著書に『類聚方』『方極』『薬徴』『方機』『医断』などがある。『類聚方』と『方極』は傷寒論、金匱要略中の主要な薬方を選び、その適応がきわめて即物的な形で与えられ、陰陽五行説などの素養がなくてもただちに便用することができるようにした。『薬徴』は、東洞が最も力を尽くした書で、後世に影響を与えた点では、この書の右に出るものはない。東洞は安永二年(一七七三)七十二歳で没し、東福寺荘厳院に葬られた。(参考・大塚敬節『近世前期の医学』、大塚恭男『東洋医学入門』)
19■ 吉益南涯
吉益南涯は、父東洞の万病一毒説を敷衍して氣血水を唱え、今日まで漢方の代表的病理思想として伝えられている。南涯は東洞の長男で、寛延三年(一七五〇)京都で産まれた。名を猷、字は修夫、初め謙斎と号し、後に南涯と改めた。幼名は大助、後に周助といった。

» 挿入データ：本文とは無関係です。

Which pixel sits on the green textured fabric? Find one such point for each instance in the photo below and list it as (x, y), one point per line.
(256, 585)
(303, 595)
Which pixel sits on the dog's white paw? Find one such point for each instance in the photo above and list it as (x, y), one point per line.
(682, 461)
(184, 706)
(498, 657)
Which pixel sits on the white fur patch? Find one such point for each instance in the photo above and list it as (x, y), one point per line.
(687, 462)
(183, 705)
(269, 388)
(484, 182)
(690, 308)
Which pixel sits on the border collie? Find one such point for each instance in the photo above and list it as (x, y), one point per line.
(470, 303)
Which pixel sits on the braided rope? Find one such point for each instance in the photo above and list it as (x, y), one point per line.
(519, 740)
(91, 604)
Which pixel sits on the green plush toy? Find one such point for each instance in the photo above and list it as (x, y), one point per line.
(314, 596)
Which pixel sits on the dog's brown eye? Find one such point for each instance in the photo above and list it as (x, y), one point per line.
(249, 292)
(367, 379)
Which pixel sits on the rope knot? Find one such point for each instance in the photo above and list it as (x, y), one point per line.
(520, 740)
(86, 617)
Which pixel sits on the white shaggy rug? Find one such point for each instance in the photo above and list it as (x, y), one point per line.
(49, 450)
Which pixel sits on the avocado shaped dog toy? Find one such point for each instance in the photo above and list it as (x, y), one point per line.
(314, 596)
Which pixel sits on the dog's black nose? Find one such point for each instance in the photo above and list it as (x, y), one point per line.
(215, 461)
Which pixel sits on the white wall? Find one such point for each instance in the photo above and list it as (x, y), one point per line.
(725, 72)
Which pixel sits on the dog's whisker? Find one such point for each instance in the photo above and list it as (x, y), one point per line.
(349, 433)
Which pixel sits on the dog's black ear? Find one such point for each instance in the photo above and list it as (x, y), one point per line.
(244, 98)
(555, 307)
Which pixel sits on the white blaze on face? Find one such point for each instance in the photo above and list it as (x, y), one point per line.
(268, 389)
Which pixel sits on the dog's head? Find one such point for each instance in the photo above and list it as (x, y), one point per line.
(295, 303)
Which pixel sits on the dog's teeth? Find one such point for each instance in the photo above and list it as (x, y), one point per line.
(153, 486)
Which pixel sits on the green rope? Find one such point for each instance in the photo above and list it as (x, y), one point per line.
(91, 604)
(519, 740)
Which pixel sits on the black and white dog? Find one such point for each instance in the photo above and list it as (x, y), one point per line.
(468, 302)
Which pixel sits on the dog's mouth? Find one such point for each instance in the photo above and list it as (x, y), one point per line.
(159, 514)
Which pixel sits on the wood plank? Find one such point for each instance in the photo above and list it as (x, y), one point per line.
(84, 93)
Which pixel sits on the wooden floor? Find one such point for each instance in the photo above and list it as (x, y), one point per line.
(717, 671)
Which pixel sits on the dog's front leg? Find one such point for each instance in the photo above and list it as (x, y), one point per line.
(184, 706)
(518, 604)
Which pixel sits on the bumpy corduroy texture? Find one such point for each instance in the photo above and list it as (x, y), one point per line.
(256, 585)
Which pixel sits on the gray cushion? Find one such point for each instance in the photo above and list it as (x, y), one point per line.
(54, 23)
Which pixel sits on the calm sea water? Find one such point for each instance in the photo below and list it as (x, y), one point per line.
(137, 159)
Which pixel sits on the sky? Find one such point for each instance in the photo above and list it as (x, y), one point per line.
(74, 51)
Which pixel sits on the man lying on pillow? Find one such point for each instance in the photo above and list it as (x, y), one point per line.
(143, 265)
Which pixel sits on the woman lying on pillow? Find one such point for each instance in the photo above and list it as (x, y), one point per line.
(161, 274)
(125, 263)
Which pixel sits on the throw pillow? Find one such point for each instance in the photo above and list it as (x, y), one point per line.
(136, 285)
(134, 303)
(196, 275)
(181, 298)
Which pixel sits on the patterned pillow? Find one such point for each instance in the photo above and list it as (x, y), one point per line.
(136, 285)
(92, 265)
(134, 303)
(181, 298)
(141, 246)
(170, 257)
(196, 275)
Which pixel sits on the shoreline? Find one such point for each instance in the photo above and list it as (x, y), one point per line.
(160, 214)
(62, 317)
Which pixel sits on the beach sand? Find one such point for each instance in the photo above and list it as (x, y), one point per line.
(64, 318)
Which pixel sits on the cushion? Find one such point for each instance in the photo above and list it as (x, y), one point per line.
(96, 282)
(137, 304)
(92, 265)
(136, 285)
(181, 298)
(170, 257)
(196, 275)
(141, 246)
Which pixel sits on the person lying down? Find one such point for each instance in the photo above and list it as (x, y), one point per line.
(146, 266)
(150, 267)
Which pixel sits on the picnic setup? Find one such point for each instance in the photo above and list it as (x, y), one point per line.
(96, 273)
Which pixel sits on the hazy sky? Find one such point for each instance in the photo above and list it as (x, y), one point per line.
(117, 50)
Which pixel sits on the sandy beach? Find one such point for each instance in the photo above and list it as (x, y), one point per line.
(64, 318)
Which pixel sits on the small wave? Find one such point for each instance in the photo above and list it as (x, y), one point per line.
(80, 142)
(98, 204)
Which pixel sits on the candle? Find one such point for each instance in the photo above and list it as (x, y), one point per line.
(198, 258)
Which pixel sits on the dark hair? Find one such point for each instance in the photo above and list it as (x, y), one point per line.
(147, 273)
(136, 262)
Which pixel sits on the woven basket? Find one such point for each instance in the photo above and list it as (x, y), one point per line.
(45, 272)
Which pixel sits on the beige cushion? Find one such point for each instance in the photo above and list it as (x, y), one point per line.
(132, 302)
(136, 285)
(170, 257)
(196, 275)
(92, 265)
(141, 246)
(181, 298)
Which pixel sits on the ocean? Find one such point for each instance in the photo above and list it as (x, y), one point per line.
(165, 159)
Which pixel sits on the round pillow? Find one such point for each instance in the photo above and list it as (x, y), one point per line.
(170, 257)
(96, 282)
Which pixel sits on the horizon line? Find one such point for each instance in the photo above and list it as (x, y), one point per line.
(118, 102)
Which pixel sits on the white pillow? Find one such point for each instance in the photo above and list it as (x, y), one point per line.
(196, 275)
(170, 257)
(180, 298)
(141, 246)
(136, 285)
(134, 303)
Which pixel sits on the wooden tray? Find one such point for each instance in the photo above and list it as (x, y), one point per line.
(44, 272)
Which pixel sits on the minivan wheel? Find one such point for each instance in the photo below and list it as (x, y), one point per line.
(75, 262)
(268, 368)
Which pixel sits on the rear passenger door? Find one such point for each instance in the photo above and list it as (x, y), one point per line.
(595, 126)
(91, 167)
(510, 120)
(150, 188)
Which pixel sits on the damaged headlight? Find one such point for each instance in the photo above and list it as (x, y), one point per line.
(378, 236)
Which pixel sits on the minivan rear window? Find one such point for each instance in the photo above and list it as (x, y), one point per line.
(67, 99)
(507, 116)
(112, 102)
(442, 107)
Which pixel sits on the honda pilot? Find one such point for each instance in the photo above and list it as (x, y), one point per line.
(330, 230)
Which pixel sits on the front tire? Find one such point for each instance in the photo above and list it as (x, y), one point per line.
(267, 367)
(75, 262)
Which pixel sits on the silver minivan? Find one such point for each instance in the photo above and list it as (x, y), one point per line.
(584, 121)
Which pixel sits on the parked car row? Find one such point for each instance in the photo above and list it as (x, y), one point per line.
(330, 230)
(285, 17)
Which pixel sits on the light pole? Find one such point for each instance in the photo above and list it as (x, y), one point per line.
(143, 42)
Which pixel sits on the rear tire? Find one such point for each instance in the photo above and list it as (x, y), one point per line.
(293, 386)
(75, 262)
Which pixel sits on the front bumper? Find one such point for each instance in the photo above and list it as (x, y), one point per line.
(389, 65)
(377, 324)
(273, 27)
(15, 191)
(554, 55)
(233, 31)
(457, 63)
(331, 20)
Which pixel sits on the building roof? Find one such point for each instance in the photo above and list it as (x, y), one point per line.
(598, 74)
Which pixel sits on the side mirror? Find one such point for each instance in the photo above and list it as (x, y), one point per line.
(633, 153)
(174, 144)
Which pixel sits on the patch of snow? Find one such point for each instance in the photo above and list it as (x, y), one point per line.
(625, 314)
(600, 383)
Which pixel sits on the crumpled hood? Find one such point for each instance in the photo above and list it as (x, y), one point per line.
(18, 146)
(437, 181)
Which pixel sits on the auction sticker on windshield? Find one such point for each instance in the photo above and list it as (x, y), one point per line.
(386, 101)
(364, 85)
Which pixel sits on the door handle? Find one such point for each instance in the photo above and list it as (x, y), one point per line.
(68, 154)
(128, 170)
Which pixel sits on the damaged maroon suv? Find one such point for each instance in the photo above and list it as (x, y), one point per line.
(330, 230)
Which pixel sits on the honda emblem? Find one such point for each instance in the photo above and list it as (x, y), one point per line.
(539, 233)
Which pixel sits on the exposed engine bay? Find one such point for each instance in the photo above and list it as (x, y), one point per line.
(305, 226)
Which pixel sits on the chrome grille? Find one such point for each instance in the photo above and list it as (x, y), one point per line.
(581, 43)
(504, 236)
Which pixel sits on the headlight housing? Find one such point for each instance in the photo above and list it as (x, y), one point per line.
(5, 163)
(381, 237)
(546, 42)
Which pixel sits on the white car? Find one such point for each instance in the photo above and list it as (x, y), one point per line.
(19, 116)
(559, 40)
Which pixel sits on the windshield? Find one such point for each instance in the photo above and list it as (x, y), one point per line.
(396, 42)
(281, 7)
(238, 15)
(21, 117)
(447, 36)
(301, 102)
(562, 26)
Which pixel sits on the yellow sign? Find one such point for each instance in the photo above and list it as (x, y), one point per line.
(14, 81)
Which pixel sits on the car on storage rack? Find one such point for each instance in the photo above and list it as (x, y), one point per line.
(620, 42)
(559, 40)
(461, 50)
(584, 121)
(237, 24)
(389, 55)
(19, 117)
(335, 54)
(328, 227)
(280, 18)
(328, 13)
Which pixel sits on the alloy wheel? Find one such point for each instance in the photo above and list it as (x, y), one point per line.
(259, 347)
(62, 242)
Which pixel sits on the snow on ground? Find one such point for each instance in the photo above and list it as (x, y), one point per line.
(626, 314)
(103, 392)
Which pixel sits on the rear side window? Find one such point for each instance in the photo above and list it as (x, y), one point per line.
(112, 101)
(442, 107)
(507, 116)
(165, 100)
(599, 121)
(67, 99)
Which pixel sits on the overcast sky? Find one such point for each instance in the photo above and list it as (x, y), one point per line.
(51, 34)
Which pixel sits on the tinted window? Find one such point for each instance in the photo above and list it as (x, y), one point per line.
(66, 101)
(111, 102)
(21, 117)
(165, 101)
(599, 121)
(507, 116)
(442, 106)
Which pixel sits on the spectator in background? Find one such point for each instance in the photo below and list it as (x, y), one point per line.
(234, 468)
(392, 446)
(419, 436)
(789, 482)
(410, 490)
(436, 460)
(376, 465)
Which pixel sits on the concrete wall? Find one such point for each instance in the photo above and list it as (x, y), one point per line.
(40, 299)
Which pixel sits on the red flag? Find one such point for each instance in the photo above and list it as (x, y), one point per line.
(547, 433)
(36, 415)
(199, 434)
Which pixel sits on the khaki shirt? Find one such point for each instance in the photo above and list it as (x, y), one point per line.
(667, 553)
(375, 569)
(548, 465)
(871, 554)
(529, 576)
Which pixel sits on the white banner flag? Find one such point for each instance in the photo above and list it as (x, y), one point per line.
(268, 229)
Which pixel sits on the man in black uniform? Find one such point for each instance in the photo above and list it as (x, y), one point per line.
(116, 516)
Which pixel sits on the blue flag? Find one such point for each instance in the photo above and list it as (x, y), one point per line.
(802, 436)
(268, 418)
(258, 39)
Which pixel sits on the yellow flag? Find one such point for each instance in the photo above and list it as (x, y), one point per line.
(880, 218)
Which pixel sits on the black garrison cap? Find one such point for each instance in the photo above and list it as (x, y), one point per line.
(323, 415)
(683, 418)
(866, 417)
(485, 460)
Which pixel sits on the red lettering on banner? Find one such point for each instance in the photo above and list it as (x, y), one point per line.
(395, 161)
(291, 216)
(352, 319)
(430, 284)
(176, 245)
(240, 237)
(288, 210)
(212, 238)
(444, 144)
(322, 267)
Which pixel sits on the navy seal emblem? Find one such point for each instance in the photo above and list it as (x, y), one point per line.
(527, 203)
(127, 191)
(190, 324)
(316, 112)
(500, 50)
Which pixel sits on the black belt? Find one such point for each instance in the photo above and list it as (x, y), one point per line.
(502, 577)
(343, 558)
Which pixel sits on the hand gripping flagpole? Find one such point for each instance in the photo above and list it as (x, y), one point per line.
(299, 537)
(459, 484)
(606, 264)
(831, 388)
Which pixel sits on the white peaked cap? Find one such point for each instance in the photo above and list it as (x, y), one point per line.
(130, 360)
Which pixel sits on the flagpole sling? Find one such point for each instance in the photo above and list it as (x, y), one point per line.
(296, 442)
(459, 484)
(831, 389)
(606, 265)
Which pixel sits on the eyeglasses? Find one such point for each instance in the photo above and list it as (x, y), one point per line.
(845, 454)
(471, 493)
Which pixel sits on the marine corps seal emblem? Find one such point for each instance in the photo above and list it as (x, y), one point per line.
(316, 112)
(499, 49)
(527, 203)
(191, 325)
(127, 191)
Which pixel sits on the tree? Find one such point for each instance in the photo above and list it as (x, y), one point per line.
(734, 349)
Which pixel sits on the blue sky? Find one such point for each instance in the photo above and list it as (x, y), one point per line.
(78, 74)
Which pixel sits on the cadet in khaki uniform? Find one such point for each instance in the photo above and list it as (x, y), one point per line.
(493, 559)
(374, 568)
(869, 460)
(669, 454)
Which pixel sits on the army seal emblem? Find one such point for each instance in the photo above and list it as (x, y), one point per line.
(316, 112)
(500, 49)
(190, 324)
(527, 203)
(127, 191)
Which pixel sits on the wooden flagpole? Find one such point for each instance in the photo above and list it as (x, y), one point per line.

南涯は幼い時から容姿端厳淳厚で、成人のごとき風格があった。父の道を継承する志があり、古方による疾医の道を父東洞より享け、日夜精研して怠らず、大いに進歩するところがあった。年二十四の時、東洞が死去し、遺業を嗣いだ。そして二人の弟、東岳と羸斎を養育しながらよく家を修め、多くの門人を薫育し、一門は大いに隆盛をきわめた。京都の大火で大坂に転居し、四年後、四十三歳の時、大坂の寓居を弟に譲って、京都に居宅を構えた。その頃、気血水説を創唱し、これによって傷寒論を解釈した。この新説は衆医の関心を集め、仲景の薬方をこれによって説明しようと企て、『気血水薬徴』を著わした。さらに『観證弁疑』『方庸』等により、その医説を確定的なものとした。
南涯が気血水説を唱えたのは、父東洞の行きすぎた説を正すためであった。「毒によって病の毒を改める」過激な東洞の学説に修正を加え、治療法にも不備を補いながら、東洞の「直接の経験を基礎とし、事実に即した医学」の確立につとめることは、吉益一統をひきいる重責をになうべく運命づけられた南涯の帰結であった。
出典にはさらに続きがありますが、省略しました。